Sediment sources within a forest catchment affected by wildfire were assessed using the MixSIAR mixing model. The exploration of environmental radionuclides together with geochemical elements, through a selection procedure based on the examination of tracer conservative behaviour, led to ten fingerprinting properties (1 FRN and 9 geochemical elements) being used in sediment apportionment within a wildfire forest catchment context. The tracers that passed the selection criteria demonstrated their suitability to be used due to the following reasons: (i) weak and non-significant linear relationship between tracer concentrations and SSA and SOM, thereby negligible alteration of tracer properties due to enrichment or depletion, and (ii) conservative behaviour supported by the inclusion of sediment samples within source convex hull boundaries for all tracer combinations.

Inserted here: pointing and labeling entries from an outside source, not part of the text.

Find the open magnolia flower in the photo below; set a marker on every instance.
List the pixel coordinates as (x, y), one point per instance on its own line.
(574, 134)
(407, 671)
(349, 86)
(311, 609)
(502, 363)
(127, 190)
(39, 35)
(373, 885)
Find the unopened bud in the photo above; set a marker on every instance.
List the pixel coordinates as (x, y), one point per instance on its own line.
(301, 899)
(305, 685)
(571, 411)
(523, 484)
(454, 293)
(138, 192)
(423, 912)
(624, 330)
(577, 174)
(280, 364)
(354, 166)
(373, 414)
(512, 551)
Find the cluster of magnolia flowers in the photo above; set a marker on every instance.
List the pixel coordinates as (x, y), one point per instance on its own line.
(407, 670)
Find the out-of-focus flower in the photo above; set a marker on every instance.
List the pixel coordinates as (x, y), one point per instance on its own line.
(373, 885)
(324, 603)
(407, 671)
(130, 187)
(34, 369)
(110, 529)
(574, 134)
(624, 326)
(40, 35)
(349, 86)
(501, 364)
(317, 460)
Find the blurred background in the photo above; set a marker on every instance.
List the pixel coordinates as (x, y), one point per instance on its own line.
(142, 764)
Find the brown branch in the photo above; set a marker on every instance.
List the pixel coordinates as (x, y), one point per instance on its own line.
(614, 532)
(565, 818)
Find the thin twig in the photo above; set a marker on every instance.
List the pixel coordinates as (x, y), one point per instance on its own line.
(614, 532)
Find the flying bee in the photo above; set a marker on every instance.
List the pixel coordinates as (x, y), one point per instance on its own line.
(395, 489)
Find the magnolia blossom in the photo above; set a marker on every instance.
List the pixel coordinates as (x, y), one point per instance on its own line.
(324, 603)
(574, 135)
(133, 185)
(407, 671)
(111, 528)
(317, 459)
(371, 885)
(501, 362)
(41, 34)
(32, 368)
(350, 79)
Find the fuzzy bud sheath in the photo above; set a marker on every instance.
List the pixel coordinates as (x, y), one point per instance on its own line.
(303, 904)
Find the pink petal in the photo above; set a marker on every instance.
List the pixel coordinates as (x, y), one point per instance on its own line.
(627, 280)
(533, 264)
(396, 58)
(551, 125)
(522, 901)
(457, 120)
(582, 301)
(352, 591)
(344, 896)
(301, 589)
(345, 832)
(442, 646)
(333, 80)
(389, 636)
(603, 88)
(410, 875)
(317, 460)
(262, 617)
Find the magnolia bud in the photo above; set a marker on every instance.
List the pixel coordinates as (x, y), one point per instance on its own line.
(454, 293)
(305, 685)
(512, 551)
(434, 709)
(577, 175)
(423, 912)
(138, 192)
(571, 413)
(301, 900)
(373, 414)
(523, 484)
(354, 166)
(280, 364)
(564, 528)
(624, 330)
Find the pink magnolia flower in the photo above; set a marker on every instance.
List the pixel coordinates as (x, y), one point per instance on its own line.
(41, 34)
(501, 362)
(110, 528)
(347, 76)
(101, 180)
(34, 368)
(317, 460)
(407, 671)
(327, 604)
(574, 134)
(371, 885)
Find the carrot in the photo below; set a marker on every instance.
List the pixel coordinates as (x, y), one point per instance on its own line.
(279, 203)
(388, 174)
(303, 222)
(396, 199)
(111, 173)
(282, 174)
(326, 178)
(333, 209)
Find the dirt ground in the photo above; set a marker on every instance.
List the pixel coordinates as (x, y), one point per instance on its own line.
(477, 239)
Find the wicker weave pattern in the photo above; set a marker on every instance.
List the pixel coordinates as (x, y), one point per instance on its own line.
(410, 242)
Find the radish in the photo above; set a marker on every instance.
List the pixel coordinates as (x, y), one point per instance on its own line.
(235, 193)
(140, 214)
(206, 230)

The dominant sediment source during the first two periods evaluated was shallow sub-surface soil (2–4 cm), demonstrating a shift in the dominant sediment source in the forest catchment after being affected by a wildfire, and the main drivers of sediment release were the overland flow and consequent rill erosion that occurred immediately after the rainy period started. In addition, forest road contribution was also important, especially during the last period evaluated, which has been reported by other studies in non-fire-affected forested catchments. However, considerations should be given to (1) the strong negative correlation between the sub-surface soil and forest road global posterior distributions found in the mixing model apportionment, (2) the sample size of some source categories e.g. channel banks and (3) the low discrimination capacity of the selected tracers.

Finally, climate change and land use transformation into massive plantations of exotic tree species can increase wildfire frequency which in turn creates landscapes that are more vulnerable to erosion processes. The increase in the number of wildfires in Chile will generate a sustained source of sediment release into waterbodies, especially during rainy events with consequences for water supply and hydropower production. Early post-fire targeting and management of the potential sediment sources in forested catchment can reduce the off-site impacts of ashes and sediments released after rainy episodes. Herein, sediment fingerprinting can become an affordable tool for forest companies to assess and develop focalised strategies when attempting to face soil erosion problems and its downstream impacts that are risen after a wildfire event.